Basically, the August Venezuelan sanctions impose restrictions on limited transactions on certain entities, mostly the government of Venezuela, and entities it controls, such as PdVDA.

As mentioned earlier in this article, the U.S. granted specific exemptions to Citgo.

Not Quite Sectoral Sanctions

The new Venezuelan sanctions are somewhat similar to “sectoral sanctions,” because they do not impose broad prohibitions to do any business with targeted entities, but yet, they are different in some respects.

First of all, unlike some other sectoral sanctions, the Venezuelan sanctions do not target specific sectors.

Second, they are not “list-based,”. With other “sectoral sanctions” the prohibitions are limited to the entities contained on the SSI list (such as Rosneft), including unlisted companies under OFAC’s 50 percent rule.

Compliance Implications

As the latest Venezuelan sanctions are not “list-based,” compliance officers need to keep in mind compliance goes beyond mere list-matching and resolution of alerts. Instead, Venezuela sanctions now require due diligence in order to determine whether transactions involve prohibited dealings with the Venezuelan government.

Further,if Rosneft were to obtain 50% ownership in Citgo, as a result of the above mentioned oil deal, and despite the Citgo license, the applicability of OFAC’s 50 percent rule on SSI listed entities, may cause compliance complications.

Persons, financial institutions and corporations considering a potential transaction with Rosneft (on the SSI list, but not on the SDN list), PdVSA (not on any list, but restricted for limited transactions), and affiliated companies or individuals, such as Citgo (not on any list, but may become 50% owned by SSI listed entity), and Mr. Zerpa (SDN), an executive of PdVSA, would be well advised to conduct appropriate due diligence on all entities that are party to or connected with the transaction.

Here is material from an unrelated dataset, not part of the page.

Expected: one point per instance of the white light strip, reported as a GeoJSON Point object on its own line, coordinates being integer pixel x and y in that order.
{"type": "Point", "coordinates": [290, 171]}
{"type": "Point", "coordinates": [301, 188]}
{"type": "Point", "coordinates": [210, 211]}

This would include entities and individuals with whom account relationships are maintained in order to determine relevant ownership stakes, or even who signs contracts.

A recent case involving Rosneft demonstrates an aggressive approach by OFAC.

On July 20, 2017, OFAC assessed a $2 million civil monetary penalty against ExxonMobil for violations of the Ukraine-Related Sanctions Regulations imposed against Russia.

OFAC states that ExxonMobil violated sanctions when the presidents of its U.S. subsidiaries dealt in services of an individual whose property and interests in property were blocked, namely, by signing legal documents related to oil and gas projects in Russia with Rosneft’s Igor Sechin. At the time of signing, Sechin was on OFAC’s SDN list. Sechin did not own a majority of Rosneft’s equity.

In response, Exxon Mobil has filed a lawsuit against OFAC claiming that the scope of the sanctions imposed by the Treasury are too broad – specifically, that the sanctions pertain to Sechin exclusively in his personal capacity, and do not extend to his professional interests at Rosneft.

OFAC maintains that, “ExxonMobil demonstrated reckless disregard for U.S. sanctions” and that top executives did business with Sechin knowing full well that he was a designated individual.